I wonder what this means regarding the transparency of transactions and the anonymity of user ids. Is anyone aware of the new law's implications?
(comment deleted)
This article is attempting to put an extremely positive spin ("new law makes Germany 'crypto[currency] heaven'", "leads to institutional investors", "major breakthrough", "massive for adoption") on a government crackdown. To be expected given that decrypt.co is funded by ConsenSys, which was in turn founded by someone who had (in Feb 2018) an estimated "net worth in cryptocurrency to be between one and five billion [US] dollars"[0], so they have a vested interest in promoting cryptocurrencies. But why does this sort of advertising keep on cropping up on HN?

[0] https://en.wikipedia.org/wiki/Joseph_Lubin_(entrepreneur)

Indeed I don’t see how this exempts the custodians from any of the AML and KYC rules that represents the only real value proposition of crypto: crime.

> But why does this sort of advertising keep on cropping up on HN?

Enough people within the HN community also suddenly found themselves with a large amount of wealth in these digital beanie babies of late, and so have similar vested interests.

Bloomberg is founded by a billionaire with a vested interest in... whatever he has an interest in? Washington Post by Bezos as well. Should we ban all of this so-called “independent” media from HN?
Well, Bloomberg probably has some actual cash. The crypto guy has a bunch of tokens he needs to turn into usable money.
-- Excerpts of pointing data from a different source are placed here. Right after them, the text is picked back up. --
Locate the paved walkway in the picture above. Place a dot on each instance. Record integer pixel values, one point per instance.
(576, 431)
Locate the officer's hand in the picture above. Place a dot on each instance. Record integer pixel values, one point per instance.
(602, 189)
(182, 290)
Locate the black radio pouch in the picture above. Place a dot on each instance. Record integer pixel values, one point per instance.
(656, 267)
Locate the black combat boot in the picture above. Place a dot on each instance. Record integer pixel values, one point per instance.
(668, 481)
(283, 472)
So he has a interest in keeping the price up while he slowly exits without crashing the price.
Honest question - does it bother you every day that any cryptocurrency is valued above $0? Does this violate you intellectually?
This doesnt sound like a "honest question" to me.
This seems like a good place to quote the latest HN guideline: "Have curious conversation; don't cross-examine."
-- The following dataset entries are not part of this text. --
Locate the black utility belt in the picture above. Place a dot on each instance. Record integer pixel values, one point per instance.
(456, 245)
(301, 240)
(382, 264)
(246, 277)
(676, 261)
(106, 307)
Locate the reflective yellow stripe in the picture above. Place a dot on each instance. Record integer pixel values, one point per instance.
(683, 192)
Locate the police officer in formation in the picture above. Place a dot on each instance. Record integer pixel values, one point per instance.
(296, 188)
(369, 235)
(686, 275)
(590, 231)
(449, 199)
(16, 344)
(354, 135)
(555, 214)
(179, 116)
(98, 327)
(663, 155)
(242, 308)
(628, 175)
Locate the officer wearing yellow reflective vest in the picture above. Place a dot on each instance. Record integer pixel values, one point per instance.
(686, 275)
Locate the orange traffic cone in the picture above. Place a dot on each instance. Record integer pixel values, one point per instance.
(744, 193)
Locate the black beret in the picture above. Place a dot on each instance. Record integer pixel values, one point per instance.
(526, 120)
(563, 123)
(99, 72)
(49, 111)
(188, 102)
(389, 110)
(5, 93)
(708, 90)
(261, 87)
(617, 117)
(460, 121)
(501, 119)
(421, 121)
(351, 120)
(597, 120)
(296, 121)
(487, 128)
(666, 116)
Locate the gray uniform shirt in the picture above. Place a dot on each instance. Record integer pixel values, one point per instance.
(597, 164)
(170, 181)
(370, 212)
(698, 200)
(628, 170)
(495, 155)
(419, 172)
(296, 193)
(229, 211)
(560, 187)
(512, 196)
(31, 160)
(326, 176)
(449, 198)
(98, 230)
https://news.ycombinator.com/newsguidelines.html

That's implied by the other guidelines already, and is certainly the spirit of the site, but some redundancy seems needed for clarity.

Bloomberg also has a lot of pricing and other financial market data that he needs to turn into usable money. Most (but not all) of Bloomberg’s editorial content furthers that interest in one way or another.
If the Washington Post featured nothing other than articles about Amazon, and those articles only ever painted Amazon in an unreasonably positive light, then I would question the value of having those featured repeatedly on HN too.
Guess it depends what you want out of HN. Those publications all have issues with objectivity. For me it's enough to know the source, and see comments spelling out the source when it's non-obvious.
Please note that Lubin is a Jew and this is another way Germany is paying reparations. I can't bother to spend the time to connect the dots for any reader - you can do that yourself if you're honest. Besides, anything I say will get censored anyway.
>why does this sort of advertising keep on cropping up on HN

Hacking, startups, and cryptocurrencies are all a rebellion against the stifling rigidity of the established order. Some more constructive than others.

Oh, c'mon. Startups and crypto are mostly attempts at getting rich.
Surely most startups are attempts at getting rich.
It appears to be a two-pronged law that permits banks to act as custodians, while at the same time requiring other custodians currently operating in Germany to obtain a special license and comply with other regulations.